In your package.json file, include the following config and start script to run your proxy server locally.

{
	"name": "..",
	...,
	"main": "dist/proxy.js",
	"type": "module",
  "scripts": {
		"build": "tsc",
    "start": "npm run build && node -r dotenv/config dist/proxy.js",
    "dev": "tsc -w",
    ...
  },
	...
}

In your terminal, start your proxy server by running the following command.

npm run start

Run your OpenWebUI instance pointing to our proxy service as the Ollama Base URL.

Finally, update your Open WebUI configuration to point to this proxy and run your OpenWebUI instance!

# Run Open WebUI using the proxy as the LLAMA base URL
docker run -d -p 3000:8080 --add-host=host.docker.internal:host-gateway -e OLLAMA_BASE_URL="http://host.docker.internal:3100" -v open-webui:/app/backend/data --name open-webui --restart always ghcr.io/open-webui/open-webui:main

Step 3: Verify Your Monitoring Setup

Once your proxy server is running and Open WebUI is configured to use it:

Open your Helicone dashboard
Go to the Requests tab
Make a few test queries in your Open WebUI interface
Confirm that requests appear in your Helicone dashboard

You should see your Llama model requests being logged, along with their full prompts and responses.

Helicone Dashboard showing logged requests

Not using Open WebUI? That's okay!

Once you have your proxy server running, feel free to use the Helicone headers anywhere in your application for enhanced monitoring.

fetch("http://localhost:3100/api/chat", {
  method: "POST",
  headers: {
    "Content-Type": "application/json",
    "Helicone-Property-App-Context": "dashboard",
    "Helicone-Property-User-Id": "user-123"
  },
  body: JSON.stringify({
    model: "llama3",
    messages: [{ role: "user", content: "What is the meaning of life?" }],
    stream: true
  })
});

These custom headers enable you to pass metadata about your application context and user to Helicone, which can be used to filter and segment your monitoring data in the dashboard.

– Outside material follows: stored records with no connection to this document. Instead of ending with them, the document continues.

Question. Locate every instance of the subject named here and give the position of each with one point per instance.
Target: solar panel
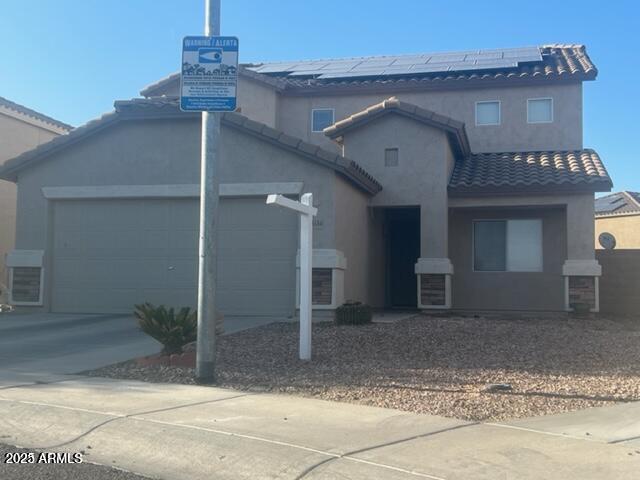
(404, 64)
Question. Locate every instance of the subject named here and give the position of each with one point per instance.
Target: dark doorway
(403, 250)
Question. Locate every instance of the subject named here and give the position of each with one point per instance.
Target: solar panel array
(403, 64)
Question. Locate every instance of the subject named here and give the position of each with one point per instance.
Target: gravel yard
(435, 365)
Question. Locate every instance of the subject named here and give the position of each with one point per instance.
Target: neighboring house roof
(169, 108)
(27, 112)
(530, 172)
(557, 62)
(453, 128)
(619, 203)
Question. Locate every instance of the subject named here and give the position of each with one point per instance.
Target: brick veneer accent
(321, 286)
(432, 289)
(582, 290)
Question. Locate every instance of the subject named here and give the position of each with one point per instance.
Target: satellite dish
(607, 241)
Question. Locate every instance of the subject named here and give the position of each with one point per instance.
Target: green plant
(353, 313)
(171, 329)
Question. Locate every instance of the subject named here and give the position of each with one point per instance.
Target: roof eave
(492, 190)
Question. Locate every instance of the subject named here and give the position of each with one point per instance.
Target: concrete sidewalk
(189, 432)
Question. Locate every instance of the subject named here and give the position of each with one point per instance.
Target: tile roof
(16, 107)
(454, 128)
(168, 107)
(517, 172)
(559, 62)
(619, 203)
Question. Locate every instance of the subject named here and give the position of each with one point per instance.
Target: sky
(71, 59)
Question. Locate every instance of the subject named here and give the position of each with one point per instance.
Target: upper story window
(488, 113)
(507, 245)
(540, 110)
(321, 118)
(391, 157)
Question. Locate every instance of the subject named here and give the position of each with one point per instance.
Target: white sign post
(307, 212)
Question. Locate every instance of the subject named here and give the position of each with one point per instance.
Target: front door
(403, 251)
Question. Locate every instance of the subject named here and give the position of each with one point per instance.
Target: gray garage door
(111, 254)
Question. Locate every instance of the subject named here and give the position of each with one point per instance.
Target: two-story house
(443, 181)
(21, 129)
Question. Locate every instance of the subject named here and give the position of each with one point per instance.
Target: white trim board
(168, 191)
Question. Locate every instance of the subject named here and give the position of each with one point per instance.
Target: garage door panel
(186, 240)
(112, 254)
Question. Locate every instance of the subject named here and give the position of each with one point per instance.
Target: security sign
(209, 76)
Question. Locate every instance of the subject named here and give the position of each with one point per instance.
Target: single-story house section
(412, 213)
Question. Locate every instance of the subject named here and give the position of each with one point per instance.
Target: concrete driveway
(47, 343)
(40, 344)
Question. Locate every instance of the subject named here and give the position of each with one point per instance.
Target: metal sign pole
(209, 186)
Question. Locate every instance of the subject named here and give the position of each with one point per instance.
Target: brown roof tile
(619, 203)
(16, 107)
(454, 128)
(515, 172)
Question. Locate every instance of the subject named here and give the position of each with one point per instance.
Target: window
(321, 118)
(488, 113)
(540, 110)
(507, 245)
(391, 158)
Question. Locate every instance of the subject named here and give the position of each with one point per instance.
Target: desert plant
(353, 313)
(171, 329)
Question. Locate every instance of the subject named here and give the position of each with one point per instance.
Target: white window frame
(529, 100)
(333, 115)
(475, 113)
(506, 252)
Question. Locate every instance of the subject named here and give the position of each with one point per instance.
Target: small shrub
(353, 313)
(171, 329)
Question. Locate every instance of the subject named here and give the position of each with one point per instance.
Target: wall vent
(26, 277)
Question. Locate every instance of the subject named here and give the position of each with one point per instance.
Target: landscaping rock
(435, 365)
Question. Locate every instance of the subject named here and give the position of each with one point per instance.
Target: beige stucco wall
(16, 137)
(541, 291)
(293, 113)
(626, 229)
(579, 216)
(258, 101)
(165, 152)
(358, 236)
(420, 179)
(513, 134)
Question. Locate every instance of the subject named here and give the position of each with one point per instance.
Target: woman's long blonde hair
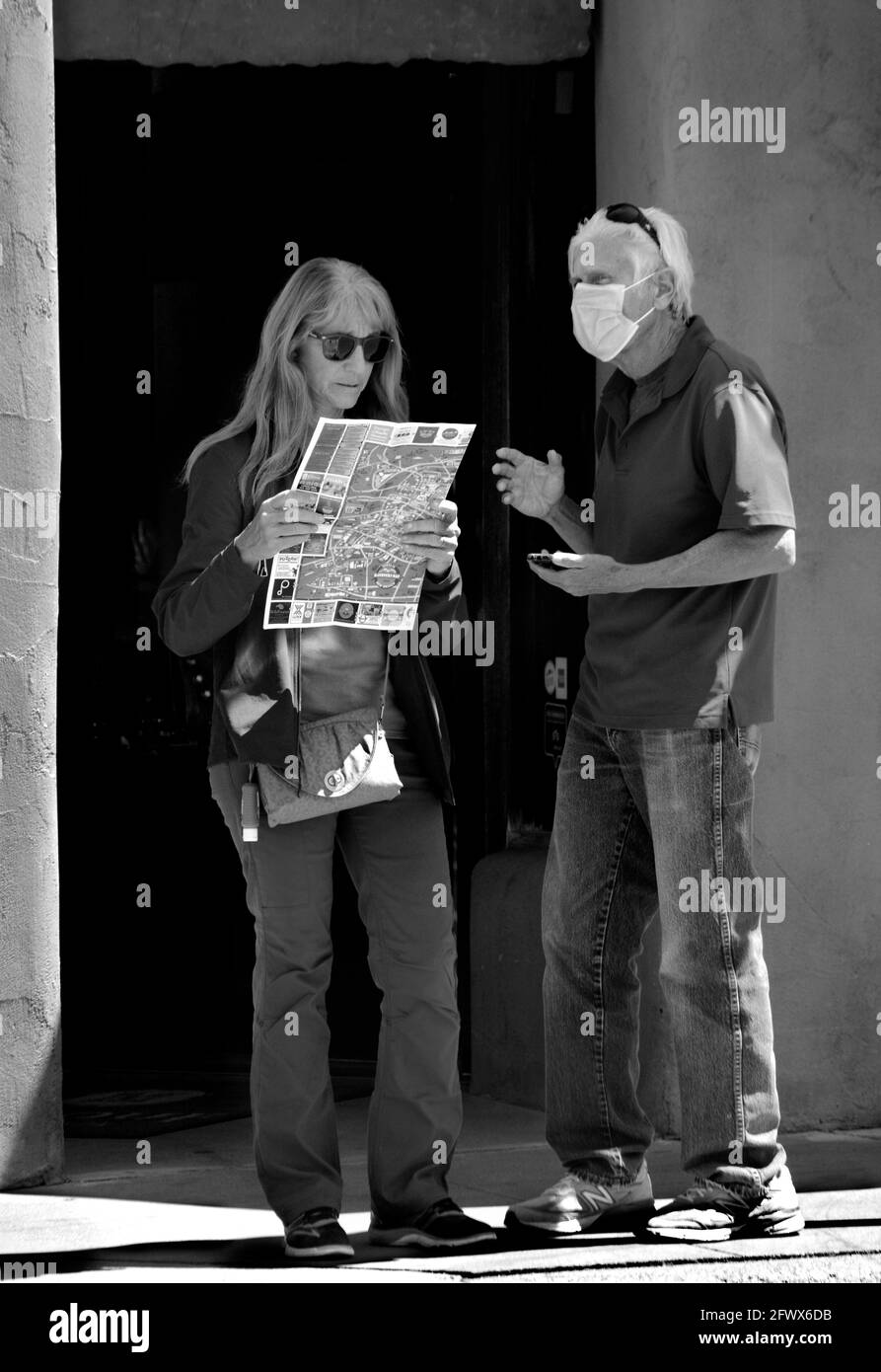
(276, 397)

To read more about Helicone's custom headers, check out the documentation.

Monitor your Llama API costs with Helicone ⚡️

Track usage, debug model responses, and optimize your local LLM implementation.

How to Get the Most from Your Open WebUI Monitoring

Now that you have the basic local LLM monitoring integration set up, let's explore how to gain actionable insights into your Llama AI implementation.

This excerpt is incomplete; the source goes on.